The financial regulator has announced that it will launch an investigation into the sales of derivative products tracking Chinese stocks listed on the Hong Kong exchange.
The FSS has conducted a preliminary review of sales of H index-based ELS products after complaints had been filed against at least the two largest sellers of the ELS products—KB Kookmin Bank and Korea Investment & Securities Co. I Photo: Wikiwater2020 Wikimedia Commons
Concerns have been raised that such products could put investors at risk of heavy losses, as reported by Yonhap News Agency.
The inspection into 12 local banks and brokerages began on Monday, according to the Financial Supervisory Service (FSS). The five banks and seven brokerages have sold a combined 19.3 trillion won (US$14.68 billion) worth of so-called equity-linked securities (ELS) products tracking Hong Kong's H index since 2021, the FSS said.

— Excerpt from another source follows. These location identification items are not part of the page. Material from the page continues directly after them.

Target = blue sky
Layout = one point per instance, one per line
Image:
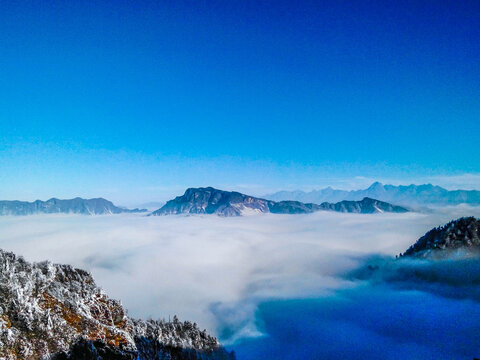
(137, 100)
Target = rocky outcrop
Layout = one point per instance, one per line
(230, 203)
(461, 234)
(46, 308)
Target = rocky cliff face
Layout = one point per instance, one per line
(225, 203)
(48, 310)
(53, 206)
(365, 206)
(460, 234)
(212, 201)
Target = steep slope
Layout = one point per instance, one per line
(365, 206)
(46, 308)
(225, 203)
(461, 234)
(418, 195)
(77, 205)
(212, 201)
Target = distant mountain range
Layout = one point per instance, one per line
(78, 205)
(411, 195)
(230, 203)
(460, 234)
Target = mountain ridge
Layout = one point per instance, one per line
(404, 195)
(46, 309)
(459, 234)
(94, 206)
(209, 200)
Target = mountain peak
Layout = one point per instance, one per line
(463, 233)
(230, 203)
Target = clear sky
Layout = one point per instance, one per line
(136, 100)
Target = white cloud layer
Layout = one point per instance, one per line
(201, 266)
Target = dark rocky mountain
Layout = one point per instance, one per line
(364, 206)
(230, 203)
(417, 195)
(462, 234)
(57, 311)
(78, 205)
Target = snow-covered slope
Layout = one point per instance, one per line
(45, 308)
(230, 203)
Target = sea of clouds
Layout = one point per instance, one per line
(222, 272)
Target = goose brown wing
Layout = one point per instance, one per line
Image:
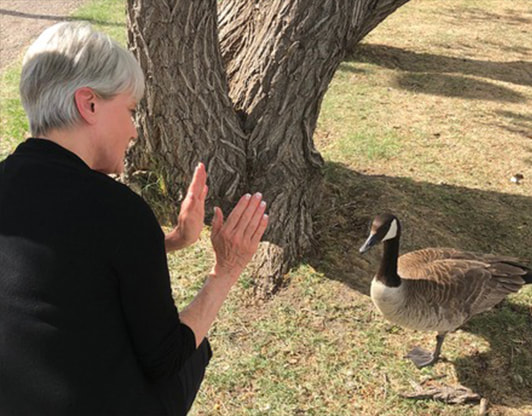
(468, 285)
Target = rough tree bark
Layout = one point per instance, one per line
(246, 100)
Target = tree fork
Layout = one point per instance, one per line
(255, 127)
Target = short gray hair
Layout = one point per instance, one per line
(68, 56)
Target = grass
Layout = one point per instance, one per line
(429, 118)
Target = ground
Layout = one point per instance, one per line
(21, 21)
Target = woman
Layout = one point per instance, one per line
(88, 325)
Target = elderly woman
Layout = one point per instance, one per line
(88, 325)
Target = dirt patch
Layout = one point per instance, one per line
(21, 21)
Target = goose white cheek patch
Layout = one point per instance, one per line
(392, 232)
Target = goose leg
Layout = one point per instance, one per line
(422, 358)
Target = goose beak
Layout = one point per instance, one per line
(370, 242)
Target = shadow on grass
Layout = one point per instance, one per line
(55, 18)
(436, 215)
(435, 66)
(503, 374)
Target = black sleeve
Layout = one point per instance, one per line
(161, 342)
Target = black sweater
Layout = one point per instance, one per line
(88, 325)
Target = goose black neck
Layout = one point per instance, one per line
(387, 273)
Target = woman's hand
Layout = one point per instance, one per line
(192, 213)
(236, 240)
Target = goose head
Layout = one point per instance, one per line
(383, 228)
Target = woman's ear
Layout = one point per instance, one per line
(86, 104)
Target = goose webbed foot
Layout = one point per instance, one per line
(422, 358)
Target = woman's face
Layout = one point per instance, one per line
(115, 130)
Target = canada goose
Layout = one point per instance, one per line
(437, 289)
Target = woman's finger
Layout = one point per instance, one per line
(199, 180)
(259, 232)
(217, 221)
(254, 221)
(236, 214)
(249, 212)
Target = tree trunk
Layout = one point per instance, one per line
(258, 109)
(186, 115)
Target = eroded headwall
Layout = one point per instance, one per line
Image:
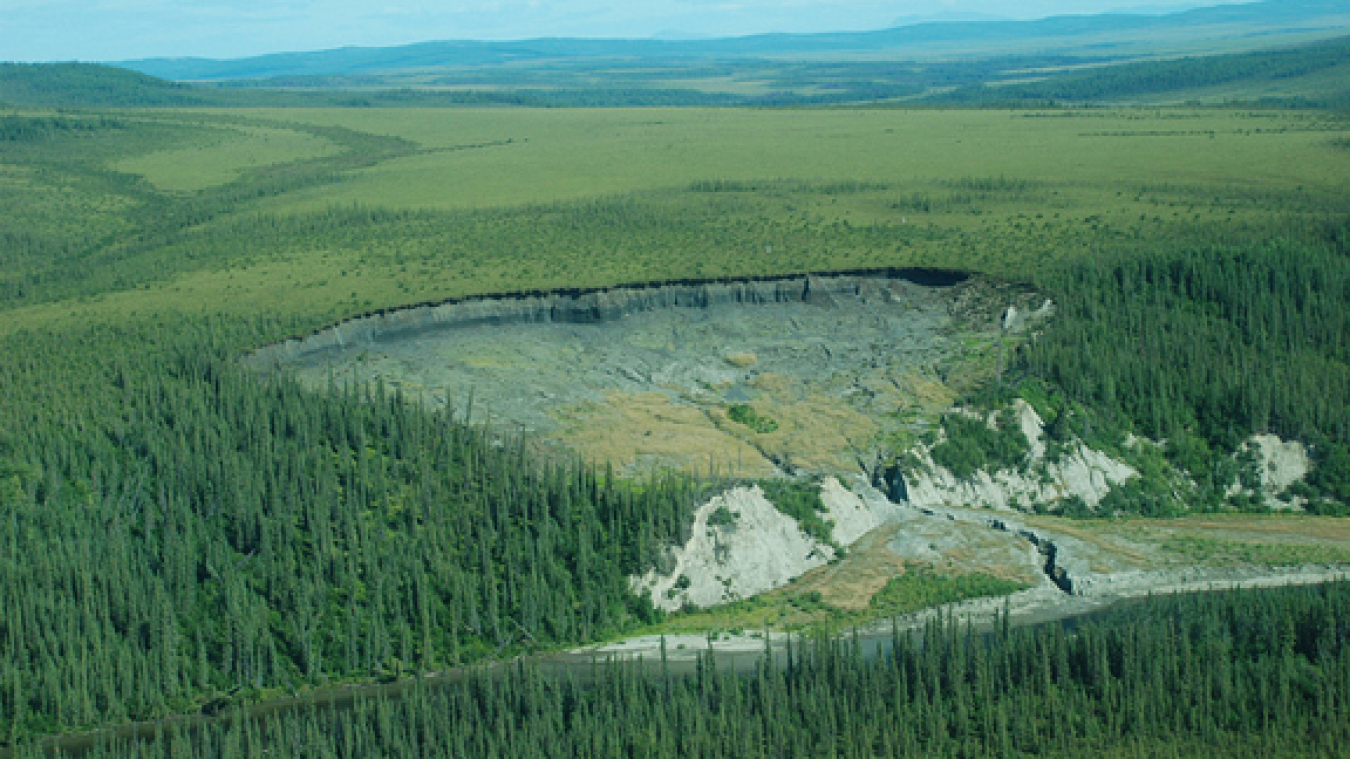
(582, 307)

ELS refers to hybrid securities whose returns are linked to the performance of underlying equities, including a stock index.
Of the total outstanding amount, 79.6%, or some 15.4 trillion won, worth of products will be redeemed in the first half of this year, but they are expected to post heavy losses due to poor performances by the H index, according to the FSS.
The FSS has conducted a preliminary review of sales of H index-based ELS products after complaints had been filed against at least the two largest sellers of the ELS products—KB Kookmin Bank and Korea Investment & Securities Co.